Hi, I am trying to learn (and apply) the tools of the package "diffHic" (Differential analysisi of Hi-C data) to analyze Hi-C datasets and compare them. I am following the user's guide. I am working with a genome that is not available as Biostrings object.
To obtain a restriction-fragmented genome object I run:
genome <- "./genome.fasta"
genome.frag <- cutGenome(genome, "AAGCTT", 4)

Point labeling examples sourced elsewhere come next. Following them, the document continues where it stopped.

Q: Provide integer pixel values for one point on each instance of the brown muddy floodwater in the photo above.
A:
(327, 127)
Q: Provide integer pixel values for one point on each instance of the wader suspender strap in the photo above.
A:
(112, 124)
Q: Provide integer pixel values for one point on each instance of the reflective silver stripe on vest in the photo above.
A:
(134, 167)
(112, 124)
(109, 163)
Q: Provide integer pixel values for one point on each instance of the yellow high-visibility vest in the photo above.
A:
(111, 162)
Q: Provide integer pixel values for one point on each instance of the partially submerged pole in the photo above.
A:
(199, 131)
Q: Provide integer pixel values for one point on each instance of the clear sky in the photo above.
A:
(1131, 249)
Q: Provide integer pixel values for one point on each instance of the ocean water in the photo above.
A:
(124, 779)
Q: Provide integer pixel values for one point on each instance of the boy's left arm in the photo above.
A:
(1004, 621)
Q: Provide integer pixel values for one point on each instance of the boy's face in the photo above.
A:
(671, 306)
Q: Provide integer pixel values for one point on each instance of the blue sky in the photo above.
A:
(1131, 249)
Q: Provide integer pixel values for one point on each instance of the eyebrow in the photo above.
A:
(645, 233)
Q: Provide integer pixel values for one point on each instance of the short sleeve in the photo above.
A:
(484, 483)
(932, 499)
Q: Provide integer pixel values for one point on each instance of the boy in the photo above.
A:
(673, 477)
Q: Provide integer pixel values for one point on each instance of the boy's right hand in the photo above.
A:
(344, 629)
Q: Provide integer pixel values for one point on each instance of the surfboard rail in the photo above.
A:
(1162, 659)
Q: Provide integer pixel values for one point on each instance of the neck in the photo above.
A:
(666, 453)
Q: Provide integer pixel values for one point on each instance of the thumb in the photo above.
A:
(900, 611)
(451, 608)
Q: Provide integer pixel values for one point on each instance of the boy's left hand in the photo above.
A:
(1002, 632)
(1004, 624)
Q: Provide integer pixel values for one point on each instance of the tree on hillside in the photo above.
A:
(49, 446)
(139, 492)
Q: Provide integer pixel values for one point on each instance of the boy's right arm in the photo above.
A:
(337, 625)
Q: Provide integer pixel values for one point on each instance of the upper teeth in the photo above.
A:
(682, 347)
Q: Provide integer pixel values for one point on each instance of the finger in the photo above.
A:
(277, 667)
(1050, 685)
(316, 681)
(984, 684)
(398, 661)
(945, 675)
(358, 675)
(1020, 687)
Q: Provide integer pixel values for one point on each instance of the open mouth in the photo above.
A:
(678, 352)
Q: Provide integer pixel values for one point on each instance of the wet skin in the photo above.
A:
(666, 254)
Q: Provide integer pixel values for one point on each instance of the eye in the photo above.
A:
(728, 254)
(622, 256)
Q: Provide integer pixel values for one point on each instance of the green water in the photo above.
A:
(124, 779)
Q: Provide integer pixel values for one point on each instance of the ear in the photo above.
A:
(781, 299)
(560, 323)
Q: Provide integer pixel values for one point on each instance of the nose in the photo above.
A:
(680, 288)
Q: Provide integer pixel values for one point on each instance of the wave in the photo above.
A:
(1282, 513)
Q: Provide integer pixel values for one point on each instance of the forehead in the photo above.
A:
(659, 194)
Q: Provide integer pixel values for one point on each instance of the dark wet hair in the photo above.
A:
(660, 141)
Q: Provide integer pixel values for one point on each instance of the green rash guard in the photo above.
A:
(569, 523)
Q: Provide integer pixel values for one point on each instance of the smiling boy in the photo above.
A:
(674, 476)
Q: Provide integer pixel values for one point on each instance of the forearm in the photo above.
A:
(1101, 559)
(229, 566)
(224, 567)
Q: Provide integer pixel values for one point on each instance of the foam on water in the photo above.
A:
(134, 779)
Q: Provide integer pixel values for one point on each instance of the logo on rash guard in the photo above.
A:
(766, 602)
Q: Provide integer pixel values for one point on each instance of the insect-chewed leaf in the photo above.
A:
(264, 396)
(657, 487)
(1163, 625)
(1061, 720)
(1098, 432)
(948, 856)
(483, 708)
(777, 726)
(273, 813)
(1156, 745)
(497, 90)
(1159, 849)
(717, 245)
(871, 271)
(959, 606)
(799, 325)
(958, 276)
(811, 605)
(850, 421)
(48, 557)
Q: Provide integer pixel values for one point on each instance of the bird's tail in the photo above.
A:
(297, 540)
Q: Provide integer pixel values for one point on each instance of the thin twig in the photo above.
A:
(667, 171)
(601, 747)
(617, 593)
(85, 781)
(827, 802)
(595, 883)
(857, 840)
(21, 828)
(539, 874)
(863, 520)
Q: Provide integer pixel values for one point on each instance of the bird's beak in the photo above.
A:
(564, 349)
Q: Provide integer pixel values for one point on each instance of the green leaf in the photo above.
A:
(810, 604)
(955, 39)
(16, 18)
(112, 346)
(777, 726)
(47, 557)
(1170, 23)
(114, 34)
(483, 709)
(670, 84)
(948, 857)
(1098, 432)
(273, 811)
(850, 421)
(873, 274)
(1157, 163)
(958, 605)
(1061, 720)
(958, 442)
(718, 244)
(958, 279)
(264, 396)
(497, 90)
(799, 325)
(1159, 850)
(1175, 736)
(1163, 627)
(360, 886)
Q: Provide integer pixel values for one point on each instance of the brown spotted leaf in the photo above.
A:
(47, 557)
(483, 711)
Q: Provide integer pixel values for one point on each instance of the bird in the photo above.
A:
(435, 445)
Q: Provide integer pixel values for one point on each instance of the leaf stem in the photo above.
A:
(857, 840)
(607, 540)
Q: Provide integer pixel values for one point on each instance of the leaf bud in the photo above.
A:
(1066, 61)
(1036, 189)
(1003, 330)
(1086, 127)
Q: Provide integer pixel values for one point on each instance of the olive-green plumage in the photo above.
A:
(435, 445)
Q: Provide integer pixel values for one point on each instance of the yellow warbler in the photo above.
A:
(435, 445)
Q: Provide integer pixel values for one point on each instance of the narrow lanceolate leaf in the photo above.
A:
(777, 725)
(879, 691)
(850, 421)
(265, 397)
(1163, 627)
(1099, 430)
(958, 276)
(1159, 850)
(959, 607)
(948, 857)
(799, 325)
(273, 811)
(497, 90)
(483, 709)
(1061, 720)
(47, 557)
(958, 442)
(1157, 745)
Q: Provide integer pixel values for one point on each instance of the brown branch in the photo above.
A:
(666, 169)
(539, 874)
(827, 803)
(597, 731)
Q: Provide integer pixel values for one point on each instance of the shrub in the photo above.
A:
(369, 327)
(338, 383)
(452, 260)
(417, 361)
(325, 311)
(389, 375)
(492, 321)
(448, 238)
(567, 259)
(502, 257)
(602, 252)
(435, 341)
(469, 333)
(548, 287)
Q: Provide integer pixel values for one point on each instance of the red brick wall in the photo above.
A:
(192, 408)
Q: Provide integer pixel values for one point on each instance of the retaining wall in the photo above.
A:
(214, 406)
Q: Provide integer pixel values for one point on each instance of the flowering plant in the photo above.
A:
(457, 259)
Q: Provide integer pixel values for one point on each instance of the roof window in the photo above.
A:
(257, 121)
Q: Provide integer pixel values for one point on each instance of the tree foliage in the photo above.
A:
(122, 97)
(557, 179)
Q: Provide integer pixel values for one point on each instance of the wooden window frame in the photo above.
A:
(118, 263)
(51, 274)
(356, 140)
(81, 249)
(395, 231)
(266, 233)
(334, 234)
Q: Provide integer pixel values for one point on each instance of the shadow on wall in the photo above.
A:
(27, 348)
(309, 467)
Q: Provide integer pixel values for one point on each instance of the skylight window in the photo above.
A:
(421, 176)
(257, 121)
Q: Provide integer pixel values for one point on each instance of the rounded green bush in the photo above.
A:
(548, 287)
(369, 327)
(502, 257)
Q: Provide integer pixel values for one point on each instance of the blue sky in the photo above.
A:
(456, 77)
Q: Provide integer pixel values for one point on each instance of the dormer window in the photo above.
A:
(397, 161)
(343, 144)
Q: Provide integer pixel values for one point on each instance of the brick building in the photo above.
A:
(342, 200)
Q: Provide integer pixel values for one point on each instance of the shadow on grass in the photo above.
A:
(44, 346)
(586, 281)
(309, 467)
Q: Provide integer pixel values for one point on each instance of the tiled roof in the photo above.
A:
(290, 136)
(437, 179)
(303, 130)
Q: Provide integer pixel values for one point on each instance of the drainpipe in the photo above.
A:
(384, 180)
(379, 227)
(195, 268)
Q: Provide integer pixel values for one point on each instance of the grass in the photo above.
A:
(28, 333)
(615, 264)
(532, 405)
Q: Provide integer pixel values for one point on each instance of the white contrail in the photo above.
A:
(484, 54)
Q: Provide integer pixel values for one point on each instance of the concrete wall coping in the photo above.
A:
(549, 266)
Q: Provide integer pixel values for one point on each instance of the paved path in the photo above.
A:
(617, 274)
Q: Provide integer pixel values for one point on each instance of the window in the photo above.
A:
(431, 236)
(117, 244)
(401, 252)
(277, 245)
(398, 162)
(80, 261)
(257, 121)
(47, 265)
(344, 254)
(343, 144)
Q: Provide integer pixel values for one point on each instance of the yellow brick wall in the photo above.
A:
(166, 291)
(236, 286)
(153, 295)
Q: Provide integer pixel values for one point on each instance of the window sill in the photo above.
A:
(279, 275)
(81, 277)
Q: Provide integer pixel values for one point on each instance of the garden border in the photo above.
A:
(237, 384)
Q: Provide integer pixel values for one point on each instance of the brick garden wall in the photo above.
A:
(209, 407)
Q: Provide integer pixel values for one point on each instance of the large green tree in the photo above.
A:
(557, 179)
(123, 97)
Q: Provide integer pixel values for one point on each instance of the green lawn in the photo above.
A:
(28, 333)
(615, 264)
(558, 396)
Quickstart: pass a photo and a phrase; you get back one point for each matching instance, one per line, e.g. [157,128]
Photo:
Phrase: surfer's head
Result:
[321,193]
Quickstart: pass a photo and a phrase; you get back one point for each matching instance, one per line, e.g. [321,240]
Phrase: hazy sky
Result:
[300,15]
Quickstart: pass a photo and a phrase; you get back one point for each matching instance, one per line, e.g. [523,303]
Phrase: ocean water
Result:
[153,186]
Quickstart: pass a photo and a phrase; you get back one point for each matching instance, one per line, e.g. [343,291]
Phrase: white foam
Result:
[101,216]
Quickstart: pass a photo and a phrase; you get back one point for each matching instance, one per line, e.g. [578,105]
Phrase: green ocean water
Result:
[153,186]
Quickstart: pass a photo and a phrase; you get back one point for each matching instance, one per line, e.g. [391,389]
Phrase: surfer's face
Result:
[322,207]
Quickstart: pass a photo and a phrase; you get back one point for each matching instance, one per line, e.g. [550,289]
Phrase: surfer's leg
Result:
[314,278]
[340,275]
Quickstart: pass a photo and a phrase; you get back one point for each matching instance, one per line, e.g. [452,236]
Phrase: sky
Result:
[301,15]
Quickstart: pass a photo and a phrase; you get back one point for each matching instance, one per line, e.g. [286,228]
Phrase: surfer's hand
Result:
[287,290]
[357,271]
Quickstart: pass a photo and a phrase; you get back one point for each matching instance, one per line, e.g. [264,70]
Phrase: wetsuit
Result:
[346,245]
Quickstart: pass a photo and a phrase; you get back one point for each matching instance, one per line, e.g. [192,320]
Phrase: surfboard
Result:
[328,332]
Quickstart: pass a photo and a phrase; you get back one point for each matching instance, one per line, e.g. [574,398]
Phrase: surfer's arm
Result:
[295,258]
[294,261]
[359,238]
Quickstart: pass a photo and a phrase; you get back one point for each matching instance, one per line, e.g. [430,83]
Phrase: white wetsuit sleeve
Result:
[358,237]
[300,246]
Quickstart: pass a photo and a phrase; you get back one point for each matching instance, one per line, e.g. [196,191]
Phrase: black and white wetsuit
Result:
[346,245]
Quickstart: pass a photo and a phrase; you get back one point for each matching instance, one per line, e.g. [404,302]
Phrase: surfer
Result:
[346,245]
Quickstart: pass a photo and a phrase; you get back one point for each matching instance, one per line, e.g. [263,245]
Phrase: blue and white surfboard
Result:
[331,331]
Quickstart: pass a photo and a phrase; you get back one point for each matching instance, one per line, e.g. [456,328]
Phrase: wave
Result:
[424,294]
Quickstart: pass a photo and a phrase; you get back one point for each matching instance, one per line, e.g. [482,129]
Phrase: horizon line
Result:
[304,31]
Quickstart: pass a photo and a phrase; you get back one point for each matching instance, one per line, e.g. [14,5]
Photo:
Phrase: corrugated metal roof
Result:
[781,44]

genome.param <- pairParam(genome.frag)
Until here everything seems to be fine ( when I run "genome.param" i get as output "Genome contains 5450 restriction fragments across 32 chromosomes ..." which seems to be reasonable and the number of chromosomes is right), but when I run the function that matches the mapping location of each read to a restriction fragment in the reference genome(preparePairs), I got the following error:
diagnostics <- preparePairs("output.fixed.bam", genome.param, file="test.h5", dedup=TRUE, minq=10)
Error in preparePairs("output.sorted.bam", genome.param, file = "test.h5", : missing chromosomes in cut site list
the bam file was obtained in the following way:
bowtie2-build genome.fasta genome # "genome.fasta" is the file with the genome sequence in fasta format
python presplit_map.py -G genome -1 reads_R1.fastq -2 reads_R2.fastq -P 33 --sig "AAGCTAGCTT" -o output.bam # "presplit_map.py" is the python script that is in the diffHic package that does the mapping of Hi-C pair-end reads to the reference genome. samtools fixmate -O bam output.bam output.fixed.bam
I have also tried to follow this pipeline with one genome that is available as Biostrings object ("BSgenome.Celegans.UCSC.ce10"), and a Hi-C dataset available online from this organism, and it worked.. so I think that the problem should be related to the input of my genome as fasta file, but CutGenome function and the storing of the fragments in a pairParam object seems to have worked fine.
Somebody has an idea of what the problem could be and how could I solve it?